As pessoas são aquilo que pensam, não aquilo que fazem. Como explicou o preceptor do mais distinto de entre os macedónios, não é a acção corajosa que faz o corajoso, mas a coragem que há em potência no seu carácter e que se actualiza na acção. Se assim não fosse, não haveria maneira de distinguir quem é corajoso a sério de quem o é por acidente, nem haveria diferença entre aquele que arrisca a pele para salvar o rebanho de um redil em chamas a pensar no prejuízo que terá se não o fizer e aquele que o faz por amor à bicharada. As pessoas não são os cachecóis a que dão forma em noites de inverno, mas os novelos a partir dos quais os tricotam exteriormente. Os cachecóis dos ofendidos que pegam em armas para vingar a ofensa podem ser muito diferentes dos cachecóis com que protegem o pescoço tímido aqueles que não permitem que a ofensa lhes tome as rédeas de quem são, mas é do mesmo emaranhado de fios escarlates que saem diferentemente tricotados. Padecem estes dois tipos de pessoa da mesma enfermidade, e só pela contingência de não a medicarem de modo igual ela se manifesta de forma distinta. A mesma quantidade de intolerância que leva os primeiros a fazer aquilo que envergonha quem quer que fale abunda nos segundos, ainda que a vergonha que não falta a estes os trave de serem o que, faltando-lhes, sem dúvida seriam.
Quando se sugere a expatriação dos que, pelos fundamentalismos lá deles, não percebem que é ocidentalmente inaceitável cometer as atrocidades que em privado é justo que idealizem, comete-se o erro, aliás muito vulgar, de achar que as pátrias, sobretudo as ocidentais, são lugares mais saudáveis quando habitadas por gente que tenha os impetozinhos domesticados.
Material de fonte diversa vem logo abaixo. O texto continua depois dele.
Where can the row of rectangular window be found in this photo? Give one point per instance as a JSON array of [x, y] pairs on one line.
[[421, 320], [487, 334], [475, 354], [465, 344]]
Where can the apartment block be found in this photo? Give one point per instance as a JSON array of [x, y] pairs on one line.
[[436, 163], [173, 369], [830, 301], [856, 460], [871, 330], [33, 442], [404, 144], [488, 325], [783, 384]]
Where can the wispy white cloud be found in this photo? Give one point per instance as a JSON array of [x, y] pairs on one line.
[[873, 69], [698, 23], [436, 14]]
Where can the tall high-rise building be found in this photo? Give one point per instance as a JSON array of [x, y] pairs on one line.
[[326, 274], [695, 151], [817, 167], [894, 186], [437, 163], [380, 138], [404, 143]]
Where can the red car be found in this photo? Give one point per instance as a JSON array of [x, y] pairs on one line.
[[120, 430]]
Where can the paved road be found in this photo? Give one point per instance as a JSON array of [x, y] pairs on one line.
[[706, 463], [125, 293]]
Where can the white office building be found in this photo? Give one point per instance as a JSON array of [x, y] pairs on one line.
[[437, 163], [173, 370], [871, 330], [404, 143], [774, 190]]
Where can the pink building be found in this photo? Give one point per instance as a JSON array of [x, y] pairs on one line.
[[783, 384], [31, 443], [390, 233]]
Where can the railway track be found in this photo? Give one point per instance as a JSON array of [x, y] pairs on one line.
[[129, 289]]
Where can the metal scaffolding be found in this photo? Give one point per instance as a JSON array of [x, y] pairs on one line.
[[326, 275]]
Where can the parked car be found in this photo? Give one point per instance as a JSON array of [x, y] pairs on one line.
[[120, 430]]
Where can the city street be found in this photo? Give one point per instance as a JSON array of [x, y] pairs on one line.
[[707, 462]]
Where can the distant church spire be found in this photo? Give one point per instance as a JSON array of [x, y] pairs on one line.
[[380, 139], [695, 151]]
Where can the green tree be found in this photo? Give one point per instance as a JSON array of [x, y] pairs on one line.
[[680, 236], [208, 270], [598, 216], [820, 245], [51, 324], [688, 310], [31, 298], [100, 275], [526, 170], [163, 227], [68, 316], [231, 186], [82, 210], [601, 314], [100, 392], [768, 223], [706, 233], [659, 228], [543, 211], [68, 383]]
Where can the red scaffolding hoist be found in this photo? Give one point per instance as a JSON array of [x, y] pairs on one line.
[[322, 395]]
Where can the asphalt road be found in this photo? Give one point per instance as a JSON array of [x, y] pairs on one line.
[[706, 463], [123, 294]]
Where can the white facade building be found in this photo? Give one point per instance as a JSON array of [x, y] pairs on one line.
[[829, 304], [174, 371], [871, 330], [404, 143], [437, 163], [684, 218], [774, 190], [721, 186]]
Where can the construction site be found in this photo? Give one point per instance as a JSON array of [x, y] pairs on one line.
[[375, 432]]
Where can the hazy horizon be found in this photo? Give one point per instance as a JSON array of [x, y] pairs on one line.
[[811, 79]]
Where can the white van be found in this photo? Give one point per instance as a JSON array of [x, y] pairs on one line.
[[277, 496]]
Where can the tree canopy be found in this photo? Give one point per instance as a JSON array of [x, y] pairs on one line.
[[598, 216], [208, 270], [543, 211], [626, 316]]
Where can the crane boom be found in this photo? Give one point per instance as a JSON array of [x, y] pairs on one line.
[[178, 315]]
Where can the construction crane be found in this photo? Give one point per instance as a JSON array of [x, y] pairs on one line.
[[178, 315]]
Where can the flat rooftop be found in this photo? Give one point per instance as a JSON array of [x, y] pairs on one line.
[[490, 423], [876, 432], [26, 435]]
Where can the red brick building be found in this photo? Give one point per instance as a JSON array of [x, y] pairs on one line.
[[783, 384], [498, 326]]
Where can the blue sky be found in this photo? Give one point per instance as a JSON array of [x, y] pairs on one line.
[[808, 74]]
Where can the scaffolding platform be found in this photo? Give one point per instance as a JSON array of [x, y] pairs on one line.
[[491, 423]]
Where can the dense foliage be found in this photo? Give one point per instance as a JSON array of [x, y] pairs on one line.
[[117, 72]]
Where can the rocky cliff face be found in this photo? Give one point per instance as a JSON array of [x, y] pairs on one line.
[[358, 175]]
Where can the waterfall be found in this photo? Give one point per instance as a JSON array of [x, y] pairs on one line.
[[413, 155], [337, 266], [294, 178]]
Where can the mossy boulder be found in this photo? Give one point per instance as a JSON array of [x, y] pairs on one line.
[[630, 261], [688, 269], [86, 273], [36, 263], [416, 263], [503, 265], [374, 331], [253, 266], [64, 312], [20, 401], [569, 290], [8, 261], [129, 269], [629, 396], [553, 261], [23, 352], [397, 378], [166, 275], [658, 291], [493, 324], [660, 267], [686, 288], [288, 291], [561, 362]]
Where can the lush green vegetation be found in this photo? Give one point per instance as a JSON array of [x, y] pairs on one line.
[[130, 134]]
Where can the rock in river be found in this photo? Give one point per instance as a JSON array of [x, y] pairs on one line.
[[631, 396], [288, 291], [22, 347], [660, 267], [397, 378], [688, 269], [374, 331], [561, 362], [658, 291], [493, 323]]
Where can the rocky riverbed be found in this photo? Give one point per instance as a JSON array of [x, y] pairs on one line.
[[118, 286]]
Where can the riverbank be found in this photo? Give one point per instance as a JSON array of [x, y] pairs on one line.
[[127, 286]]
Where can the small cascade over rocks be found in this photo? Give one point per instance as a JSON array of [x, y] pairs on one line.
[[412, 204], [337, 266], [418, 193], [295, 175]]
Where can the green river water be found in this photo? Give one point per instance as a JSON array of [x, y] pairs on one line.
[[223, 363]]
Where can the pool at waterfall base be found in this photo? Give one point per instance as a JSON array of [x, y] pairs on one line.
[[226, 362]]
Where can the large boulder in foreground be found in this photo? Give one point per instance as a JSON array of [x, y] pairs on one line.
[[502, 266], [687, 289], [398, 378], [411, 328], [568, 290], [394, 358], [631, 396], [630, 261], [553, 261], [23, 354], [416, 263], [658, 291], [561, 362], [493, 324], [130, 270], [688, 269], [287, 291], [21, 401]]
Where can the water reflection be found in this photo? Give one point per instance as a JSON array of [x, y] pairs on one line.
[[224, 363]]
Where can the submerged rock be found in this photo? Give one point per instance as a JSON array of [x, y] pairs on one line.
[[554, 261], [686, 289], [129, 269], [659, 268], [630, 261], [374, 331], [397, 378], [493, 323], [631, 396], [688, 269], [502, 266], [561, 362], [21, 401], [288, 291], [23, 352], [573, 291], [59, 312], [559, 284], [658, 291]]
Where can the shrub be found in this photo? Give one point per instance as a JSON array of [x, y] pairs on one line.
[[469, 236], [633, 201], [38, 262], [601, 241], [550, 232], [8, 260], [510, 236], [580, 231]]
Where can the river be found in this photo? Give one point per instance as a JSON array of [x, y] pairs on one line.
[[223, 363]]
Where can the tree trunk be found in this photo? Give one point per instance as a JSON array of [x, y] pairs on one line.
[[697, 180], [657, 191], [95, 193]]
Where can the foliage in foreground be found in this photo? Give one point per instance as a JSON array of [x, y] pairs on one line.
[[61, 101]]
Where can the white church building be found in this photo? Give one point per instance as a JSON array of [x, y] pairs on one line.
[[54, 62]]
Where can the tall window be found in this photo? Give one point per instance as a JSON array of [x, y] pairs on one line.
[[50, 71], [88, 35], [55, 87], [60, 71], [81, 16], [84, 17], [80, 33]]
É preciso dizer – leitor indignado – que não o são. Admitindo que um lugar é mais saudável quando mais tolerante e mais enfermiço quando menos, não é expatriando os intolerantes que manifestam exteriormente a sua intolerância e condescendendo com os intolerantes que a refreiam dentro de si, isto é, expatriando uns enfermos e deixando outros, que se melhora a higiene duma pátria. O século que passou, de resto, demonstra irrefutavelmente que uma pátria não é mais higiénica por ter menos gente doida e mais vontades contidas. Haja a coragem de afirmar que só expatriando todos os que se ofendem e acham normal que uma pessoa se ofenda com vapores é possível livrar uma pátria dos aleijadinhos que a povoam. Expatriar por expatriar, expatrie-se antes quem é enfermo!